His words hit me like ice water.
I looked back at the distant faces—Frankie, Faye, Dorothy, Steven—eyes filled with fragile hope. They had placed all their trust in me.
But Draven was right. "Escape" and "sabotage" alone wouldn't ensure survival on land ruled by Blood River.
An uprising without foundation was nothing more than leading everyone to their deaths.
I'd once thought revenge would be enough, that killing the oppressor would bring freedom. But now I understood—true freedom wasn't escape. It was the power to protect.
Unless I built an independent Pack, one with absolute force separate from Blood River, everything else was hollow.
"Then let them come," I said, my voice cold and unwavering. "One by one, I'll kill them all."
The pick fell, ending Draven's wretched life.
I kicked his corpse off the bridge, watching it disappear into the endless dark.
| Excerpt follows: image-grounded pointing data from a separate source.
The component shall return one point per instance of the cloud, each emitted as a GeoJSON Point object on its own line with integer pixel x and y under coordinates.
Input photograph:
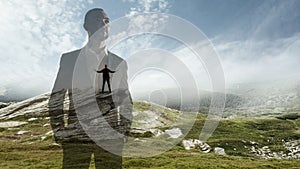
{"type": "Point", "coordinates": [259, 60]}
{"type": "Point", "coordinates": [141, 6]}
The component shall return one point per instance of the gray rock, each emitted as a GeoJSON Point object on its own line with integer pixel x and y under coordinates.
{"type": "Point", "coordinates": [8, 124]}
{"type": "Point", "coordinates": [196, 144]}
{"type": "Point", "coordinates": [32, 119]}
{"type": "Point", "coordinates": [22, 132]}
{"type": "Point", "coordinates": [174, 132]}
{"type": "Point", "coordinates": [219, 151]}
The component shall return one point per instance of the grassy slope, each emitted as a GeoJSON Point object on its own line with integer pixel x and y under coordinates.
{"type": "Point", "coordinates": [28, 151]}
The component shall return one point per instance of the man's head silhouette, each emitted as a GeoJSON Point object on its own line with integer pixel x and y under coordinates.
{"type": "Point", "coordinates": [94, 20]}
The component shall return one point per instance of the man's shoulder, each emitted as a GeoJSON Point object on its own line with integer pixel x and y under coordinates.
{"type": "Point", "coordinates": [74, 53]}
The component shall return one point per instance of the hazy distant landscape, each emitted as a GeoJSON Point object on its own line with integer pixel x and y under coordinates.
{"type": "Point", "coordinates": [260, 129]}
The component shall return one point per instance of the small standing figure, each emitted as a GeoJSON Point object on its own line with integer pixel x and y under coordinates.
{"type": "Point", "coordinates": [105, 75]}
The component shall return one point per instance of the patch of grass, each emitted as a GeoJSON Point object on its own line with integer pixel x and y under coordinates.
{"type": "Point", "coordinates": [234, 135]}
{"type": "Point", "coordinates": [290, 116]}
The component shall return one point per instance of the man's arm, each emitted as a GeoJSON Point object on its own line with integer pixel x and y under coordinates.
{"type": "Point", "coordinates": [99, 71]}
{"type": "Point", "coordinates": [110, 71]}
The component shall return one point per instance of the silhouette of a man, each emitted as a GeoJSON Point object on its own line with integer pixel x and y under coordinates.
{"type": "Point", "coordinates": [105, 77]}
{"type": "Point", "coordinates": [77, 145]}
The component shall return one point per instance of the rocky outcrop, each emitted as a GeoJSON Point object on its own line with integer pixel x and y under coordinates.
{"type": "Point", "coordinates": [196, 144]}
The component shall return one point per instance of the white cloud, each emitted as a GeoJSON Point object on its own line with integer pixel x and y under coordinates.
{"type": "Point", "coordinates": [34, 34]}
{"type": "Point", "coordinates": [141, 6]}
{"type": "Point", "coordinates": [260, 60]}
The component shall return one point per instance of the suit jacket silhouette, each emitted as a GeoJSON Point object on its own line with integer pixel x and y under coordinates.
{"type": "Point", "coordinates": [76, 72]}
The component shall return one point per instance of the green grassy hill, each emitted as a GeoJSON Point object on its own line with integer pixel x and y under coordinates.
{"type": "Point", "coordinates": [242, 140]}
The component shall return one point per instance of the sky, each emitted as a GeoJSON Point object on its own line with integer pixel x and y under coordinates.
{"type": "Point", "coordinates": [256, 40]}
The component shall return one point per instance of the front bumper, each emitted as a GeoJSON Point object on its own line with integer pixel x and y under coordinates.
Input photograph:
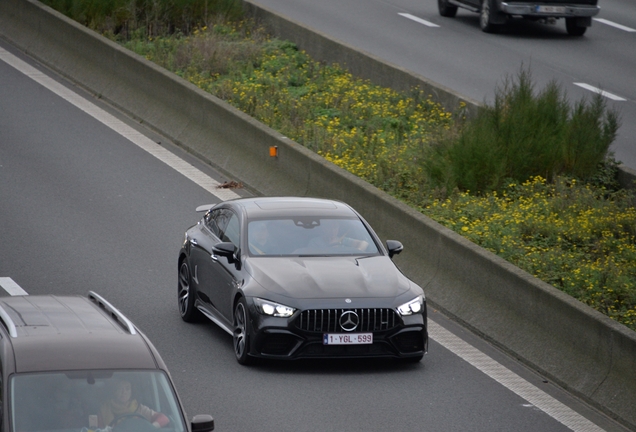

The bridge stopped swaying once the weight of one massive wolf was gone, though the support cables were on the verge of snapping. I stood in the center, staring into the bottomless chasm, and I realized something had shifted inside me. I was no longer just a "vengeful lone wolf."
In its place, the seed of something else had taken root—the will of a king, someone who would build order and shelter his people.
I was no longer living for myself alone, nor was I driven purely by hatred.
From this moment forward, I was their hope. I was the only barrier standing between them and the darkness.